In the Russian Far East, the rabies enzootic region is limited and fragmented. It lies in the wet lowlands along the Amur and Ussuri rivers. Most probably, a major part of the enzootic region is situated in the northern provinces of China. Unfortunately, we had no samples from this area to make a comparison. The Komatsugawa virus, isolated from a dog in Tokyo shortly after the end of World War II (Ito et al., 1999), belonged to the same group.

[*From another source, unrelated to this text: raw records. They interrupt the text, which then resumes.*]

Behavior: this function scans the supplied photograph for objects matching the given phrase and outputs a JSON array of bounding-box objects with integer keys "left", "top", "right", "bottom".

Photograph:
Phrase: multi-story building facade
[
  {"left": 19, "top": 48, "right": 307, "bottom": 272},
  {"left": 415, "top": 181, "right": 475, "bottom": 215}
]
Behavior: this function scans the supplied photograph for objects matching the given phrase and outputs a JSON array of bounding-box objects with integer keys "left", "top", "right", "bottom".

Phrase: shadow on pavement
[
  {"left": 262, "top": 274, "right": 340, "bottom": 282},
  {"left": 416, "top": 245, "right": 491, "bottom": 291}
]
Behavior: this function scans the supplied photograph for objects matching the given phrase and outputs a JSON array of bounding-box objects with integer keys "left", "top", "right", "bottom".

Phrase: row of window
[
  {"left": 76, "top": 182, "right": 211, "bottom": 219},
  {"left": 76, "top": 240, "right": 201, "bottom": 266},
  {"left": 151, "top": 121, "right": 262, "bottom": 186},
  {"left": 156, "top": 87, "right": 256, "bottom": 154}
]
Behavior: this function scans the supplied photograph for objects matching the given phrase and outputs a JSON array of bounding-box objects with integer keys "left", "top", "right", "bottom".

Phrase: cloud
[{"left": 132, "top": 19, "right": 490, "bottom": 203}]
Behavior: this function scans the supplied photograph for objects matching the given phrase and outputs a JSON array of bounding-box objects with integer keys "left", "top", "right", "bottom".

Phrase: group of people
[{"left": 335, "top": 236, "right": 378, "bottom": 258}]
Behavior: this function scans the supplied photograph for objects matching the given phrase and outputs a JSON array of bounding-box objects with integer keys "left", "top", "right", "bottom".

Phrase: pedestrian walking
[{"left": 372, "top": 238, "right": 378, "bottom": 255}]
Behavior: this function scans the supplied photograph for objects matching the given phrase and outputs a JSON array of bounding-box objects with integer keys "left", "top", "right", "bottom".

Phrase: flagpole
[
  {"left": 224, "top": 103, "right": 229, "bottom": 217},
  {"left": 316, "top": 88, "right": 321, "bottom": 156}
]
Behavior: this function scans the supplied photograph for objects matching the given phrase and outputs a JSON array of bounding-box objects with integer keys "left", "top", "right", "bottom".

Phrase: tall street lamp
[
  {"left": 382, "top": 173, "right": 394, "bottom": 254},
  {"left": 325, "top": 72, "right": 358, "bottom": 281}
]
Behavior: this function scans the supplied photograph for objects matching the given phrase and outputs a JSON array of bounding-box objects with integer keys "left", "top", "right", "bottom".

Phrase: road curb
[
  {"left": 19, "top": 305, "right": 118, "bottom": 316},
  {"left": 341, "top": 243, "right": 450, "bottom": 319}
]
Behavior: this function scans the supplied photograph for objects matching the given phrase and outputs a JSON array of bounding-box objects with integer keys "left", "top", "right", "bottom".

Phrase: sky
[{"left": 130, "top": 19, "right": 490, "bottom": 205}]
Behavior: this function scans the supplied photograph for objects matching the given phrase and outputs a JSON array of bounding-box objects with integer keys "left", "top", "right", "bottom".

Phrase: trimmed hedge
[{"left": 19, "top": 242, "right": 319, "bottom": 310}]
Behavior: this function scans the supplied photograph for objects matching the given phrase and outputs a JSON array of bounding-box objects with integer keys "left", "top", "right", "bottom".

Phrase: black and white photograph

Another lineage of group B (isolates 248c and 304c) originated from a local rabies focus situated in the highland steppes of East Siberia near the border with Mongolia (Transbaikal region). During the first half of the 20th century, dogs and wolves were known as the main reservoirs and vectors of rabies virus in this area. Later, from 1950 to 1977, wolves were a source of 8.7% of human rabies cases and domestic animals (mainly dogs) were a source of the remaining 91.3%. Rabies in red fox was first diagnosed in 1961. From 1971 to 1977, rabid red foxes and steppe foxes were identified by veterinary laboratories almost annually, but foxes never caused a documented human case (Botvinkin et al., 1980). Both isolates, reported in this study, were found in 1977 as a result of active surveillance. Their Arctic-like properties were demonstrated in reactions with N-Mabs; both viruses reacted with N-MAb P-41 (Selimov et al., 1994). Rabies was not reported from this territory after 1984. It was not possible to discern whether this focus has been maintained. However, rabies is still occasionally reported from Mongolia (Angar, 2001).
Both group B lineages, as well as other Arctic-like viruses originating from India and Pakistan, are separated from the northern area of Arctic rabies virus circulation by thousands of kilometers of allegedly rabies-free territory. It appears that these viruses originate from one progenitor, and current diversity could be the result of further independent evolution. However, it was not possible to make an appropriate age estimation because of lack of samples belonging to one lineage separated by a number of years.
Group C viruses formed a solid cluster with considerable bootstrap support. They were isolated in the huge steppe and forest-steppe territory of southeastern Europe, West Siberia, Kazakhstan, and Tuva. The last focus in Tuva is separated from the continuous western area of virus circulation by the Altay mountains. It appears to be a marginal zone of the rabies enzootic territory of the Mongolian highland steppes.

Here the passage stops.